Mathematician Renowned for Prime Number Theory Wins Shaw Prize
"For work that has had a profound and positive impact on mankind"
Henryk Iwaniec, a Rutgers University mathematics professor, has received the 2015 Shaw Prize in Mathematical Sciences, an international award honoring scholars who have pioneered significant breakthroughs in their field.
Iwaniec, New Jersey Professor of Mathematics in the School of Arts and Sciences, officially received the award September 24, 2015, during a ceremony in Hong Kong. He shares the prize with Gerd Faltings, managing director of the Max Planck Institute for Mathematics in Germany.
The Shaw Foundation noted that the two scholars introduced and developed fundamental tools in number theory that allowed them as well as others to resolve longstanding classical problems.
"It's overwhelming," Iwaniec said in a recent interview. ""I'm extremely happy."
A Rutgers professor since 1987, Iwaniec is known for his work studying prime numbers, which are numbers that can be divided only by themselves or the number one to arrive at a whole number. While no formula can represent all prime numbers, Iwaniec and John Friedlander of the University of Toronto proved that an infinite number of primes can be generated by the formula X2+Y4.
"Prime numbers are my favorite subject, because they are beautiful, elegant, and mysterious at the same time," Iwaniec said. "They are fundamental elements of arithmetic like elementary particles are in physics.
"It's not easy to get some new insight, so if you have some progress you are very happy."
Simon Thomas, chair of the mathematics department, described Iwaniec as a world leader in one of the oldest and deepest fields of mathematics.
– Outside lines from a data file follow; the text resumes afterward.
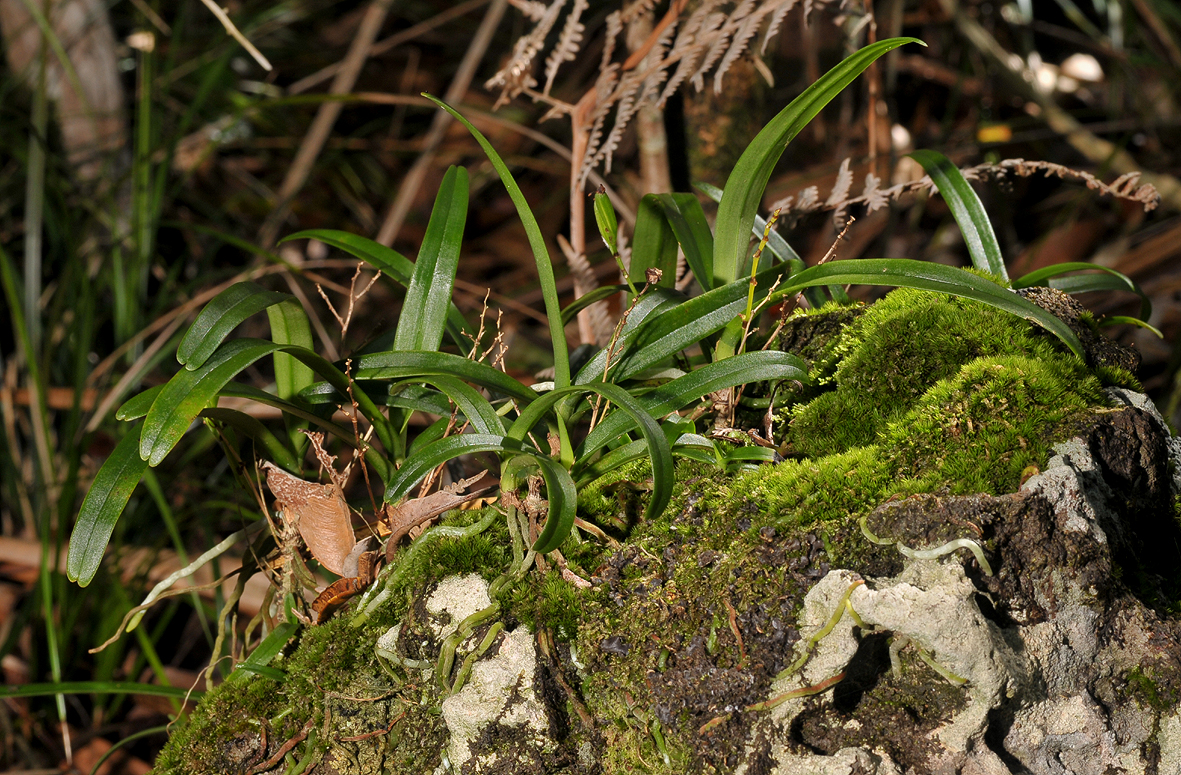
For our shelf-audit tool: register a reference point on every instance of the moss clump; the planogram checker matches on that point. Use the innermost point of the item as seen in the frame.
(898, 350)
(695, 614)
(546, 600)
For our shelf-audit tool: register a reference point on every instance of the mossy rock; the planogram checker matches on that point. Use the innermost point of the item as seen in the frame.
(696, 644)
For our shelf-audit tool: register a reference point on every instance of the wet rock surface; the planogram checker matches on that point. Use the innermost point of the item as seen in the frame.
(857, 612)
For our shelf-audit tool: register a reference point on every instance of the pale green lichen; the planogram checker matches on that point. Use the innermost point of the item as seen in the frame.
(695, 612)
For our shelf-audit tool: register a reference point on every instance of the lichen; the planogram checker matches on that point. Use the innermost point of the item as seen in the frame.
(691, 618)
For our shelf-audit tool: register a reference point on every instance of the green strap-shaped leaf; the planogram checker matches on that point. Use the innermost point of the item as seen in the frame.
(678, 393)
(99, 688)
(289, 326)
(1110, 280)
(239, 390)
(105, 500)
(416, 397)
(406, 365)
(572, 310)
(653, 243)
(138, 404)
(748, 180)
(271, 647)
(689, 225)
(429, 295)
(778, 248)
(967, 210)
(708, 313)
(559, 486)
(269, 444)
(654, 303)
(190, 391)
(220, 317)
(392, 265)
(471, 405)
(653, 436)
(536, 242)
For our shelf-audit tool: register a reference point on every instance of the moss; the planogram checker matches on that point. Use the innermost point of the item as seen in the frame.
(980, 429)
(894, 353)
(693, 616)
(547, 599)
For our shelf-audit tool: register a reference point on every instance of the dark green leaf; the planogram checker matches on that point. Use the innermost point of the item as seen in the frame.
(1111, 280)
(687, 221)
(967, 210)
(137, 405)
(99, 688)
(392, 265)
(584, 301)
(429, 295)
(653, 243)
(678, 393)
(220, 317)
(289, 326)
(536, 242)
(190, 391)
(748, 180)
(408, 365)
(268, 443)
(271, 647)
(105, 500)
(653, 436)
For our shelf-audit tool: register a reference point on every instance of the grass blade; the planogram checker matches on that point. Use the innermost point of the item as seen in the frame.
(967, 210)
(748, 180)
(106, 499)
(429, 295)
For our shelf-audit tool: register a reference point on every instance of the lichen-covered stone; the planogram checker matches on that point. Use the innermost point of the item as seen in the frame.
(967, 564)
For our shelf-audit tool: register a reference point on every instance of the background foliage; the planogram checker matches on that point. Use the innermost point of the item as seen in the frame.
(191, 161)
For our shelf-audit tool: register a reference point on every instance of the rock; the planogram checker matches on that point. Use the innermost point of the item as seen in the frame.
(978, 574)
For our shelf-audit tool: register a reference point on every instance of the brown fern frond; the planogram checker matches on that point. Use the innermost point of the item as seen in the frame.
(742, 36)
(772, 28)
(517, 75)
(635, 8)
(568, 43)
(874, 197)
(614, 26)
(841, 187)
(718, 39)
(872, 194)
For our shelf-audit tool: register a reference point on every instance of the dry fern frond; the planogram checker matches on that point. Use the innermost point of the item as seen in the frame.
(742, 36)
(533, 10)
(708, 40)
(637, 8)
(772, 27)
(567, 47)
(517, 75)
(874, 197)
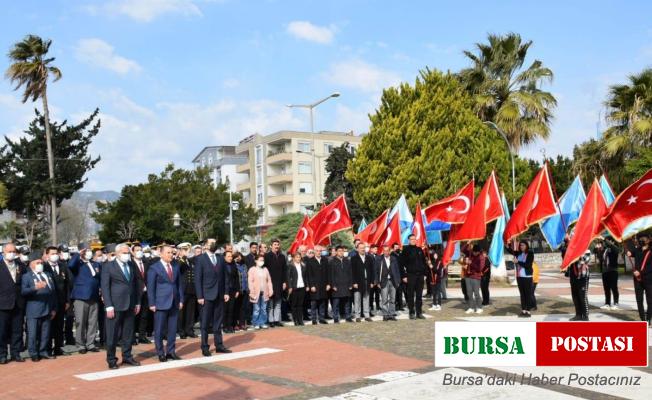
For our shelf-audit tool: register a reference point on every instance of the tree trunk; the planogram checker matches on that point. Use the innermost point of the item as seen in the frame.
(48, 140)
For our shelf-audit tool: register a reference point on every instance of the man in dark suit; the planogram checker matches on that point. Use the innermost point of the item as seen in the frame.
(387, 276)
(187, 314)
(40, 307)
(362, 266)
(121, 295)
(12, 304)
(85, 296)
(141, 322)
(341, 281)
(63, 285)
(165, 296)
(212, 288)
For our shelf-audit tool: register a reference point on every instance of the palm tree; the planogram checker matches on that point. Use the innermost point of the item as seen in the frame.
(506, 94)
(31, 69)
(630, 116)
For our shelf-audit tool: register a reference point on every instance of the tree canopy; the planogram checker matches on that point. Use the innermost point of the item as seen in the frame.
(144, 212)
(426, 142)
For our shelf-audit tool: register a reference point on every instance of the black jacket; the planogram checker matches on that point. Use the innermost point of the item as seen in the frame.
(317, 273)
(10, 295)
(363, 272)
(413, 261)
(340, 277)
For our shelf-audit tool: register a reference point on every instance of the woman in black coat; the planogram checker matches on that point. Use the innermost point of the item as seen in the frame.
(524, 259)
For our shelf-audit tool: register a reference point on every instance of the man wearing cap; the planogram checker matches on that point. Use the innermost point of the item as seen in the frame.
(85, 296)
(58, 269)
(187, 315)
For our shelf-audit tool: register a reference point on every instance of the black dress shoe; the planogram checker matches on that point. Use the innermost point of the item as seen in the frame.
(222, 349)
(131, 361)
"His expertise has contributed to our department's reputation as one of the country's leading mathematics programs, and his presence has attracted talented graduate students and junior faculty to Rutgers," Thomas said.
A native of Poland, Iwaniec studied at the University of Warsaw, obtaining his PhD in 1972. He then held positions at the Institute of Mathematics of the Polish Academy of Sciences until 1983 when he left Poland. Before coming to Rutgers he held visiting positions at the Institute for Advanced Study, Princeton, the University of Michigan, and the University of Colorado at Boulder.